Asset management is increasingly concentrated in a few large firms. Companies like BlackRock, Vanguard, Charles Schwab and UBS hold considerable market shares and continue to buy out other firms. What impact does this trend have on the financial markets and their players?
The consolidation of two major asset management firms triggers market movements.
David Schumacher, a finance researcher at McGill University’s Desautels Faculty of Management, observed the effect of these mergers and acquisitions on investment decisions in the stock market. He created an immense database of market securities held by major asset managers and transactions that followed the announcement of major mergers, such as that of BlackRock and BGI (iShares) in 2009.

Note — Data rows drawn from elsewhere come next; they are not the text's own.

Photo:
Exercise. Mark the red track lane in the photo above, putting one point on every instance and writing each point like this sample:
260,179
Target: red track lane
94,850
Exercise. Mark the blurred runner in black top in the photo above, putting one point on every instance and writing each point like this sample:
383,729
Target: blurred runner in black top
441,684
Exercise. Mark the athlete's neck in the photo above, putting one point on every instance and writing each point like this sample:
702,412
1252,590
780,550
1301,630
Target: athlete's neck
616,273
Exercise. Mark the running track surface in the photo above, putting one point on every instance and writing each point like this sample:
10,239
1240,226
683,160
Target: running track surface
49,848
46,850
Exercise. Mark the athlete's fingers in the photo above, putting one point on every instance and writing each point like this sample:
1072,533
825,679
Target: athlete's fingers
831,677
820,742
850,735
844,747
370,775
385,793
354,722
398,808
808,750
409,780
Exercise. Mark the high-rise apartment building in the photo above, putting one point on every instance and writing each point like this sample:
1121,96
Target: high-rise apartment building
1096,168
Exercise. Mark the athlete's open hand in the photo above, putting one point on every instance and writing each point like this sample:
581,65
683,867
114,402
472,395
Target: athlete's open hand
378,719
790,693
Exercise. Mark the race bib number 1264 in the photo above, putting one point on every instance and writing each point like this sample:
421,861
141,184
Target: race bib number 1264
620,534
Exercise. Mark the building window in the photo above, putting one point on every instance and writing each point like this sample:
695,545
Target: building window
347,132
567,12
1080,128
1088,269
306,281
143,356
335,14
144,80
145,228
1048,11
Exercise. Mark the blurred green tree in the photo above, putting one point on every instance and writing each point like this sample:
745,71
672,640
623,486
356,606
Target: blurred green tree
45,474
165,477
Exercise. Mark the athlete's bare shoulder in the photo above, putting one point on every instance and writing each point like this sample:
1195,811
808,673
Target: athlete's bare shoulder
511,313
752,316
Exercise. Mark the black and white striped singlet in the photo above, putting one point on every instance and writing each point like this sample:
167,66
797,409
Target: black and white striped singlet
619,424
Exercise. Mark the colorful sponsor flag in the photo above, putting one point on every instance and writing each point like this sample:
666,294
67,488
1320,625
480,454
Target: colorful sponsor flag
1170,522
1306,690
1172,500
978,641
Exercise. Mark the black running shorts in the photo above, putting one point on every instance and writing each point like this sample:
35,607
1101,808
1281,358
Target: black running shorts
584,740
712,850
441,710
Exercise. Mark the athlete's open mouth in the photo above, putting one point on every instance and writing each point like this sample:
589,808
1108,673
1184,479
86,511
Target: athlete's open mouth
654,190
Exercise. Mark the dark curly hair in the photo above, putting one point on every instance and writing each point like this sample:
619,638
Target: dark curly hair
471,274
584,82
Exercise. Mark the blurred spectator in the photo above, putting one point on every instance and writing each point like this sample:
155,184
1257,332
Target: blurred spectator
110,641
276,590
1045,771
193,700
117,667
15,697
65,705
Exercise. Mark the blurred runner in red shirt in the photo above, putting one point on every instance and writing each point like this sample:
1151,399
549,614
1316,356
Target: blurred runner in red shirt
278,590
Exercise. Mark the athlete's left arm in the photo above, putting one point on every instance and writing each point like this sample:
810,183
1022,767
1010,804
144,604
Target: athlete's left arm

He noted that the consolidation of two major asset management firms triggers market movements. Many competing firms rebalance their portfolios and tend to sell stocks they own that are also held by the two merging firms.
Consider a fictitious example. Suppose that BlackRock held 5% of Apple shares before merging with BGI, which also owned 5%. After the merger, they own one of every ten shares of the American technological giant. Many asset managers will see this concentration of ownership as an increase in risk and will be inclined to sell their Apple shares. If this movement increases, it will temporarily lower the price of Apple shares on the stock market. These will then be bought by firms with a higher risk tolerance.
Understanding this type of stock market movement helps governments to identify which companies play a key role in financial markets and to regulate them to protect financial stability.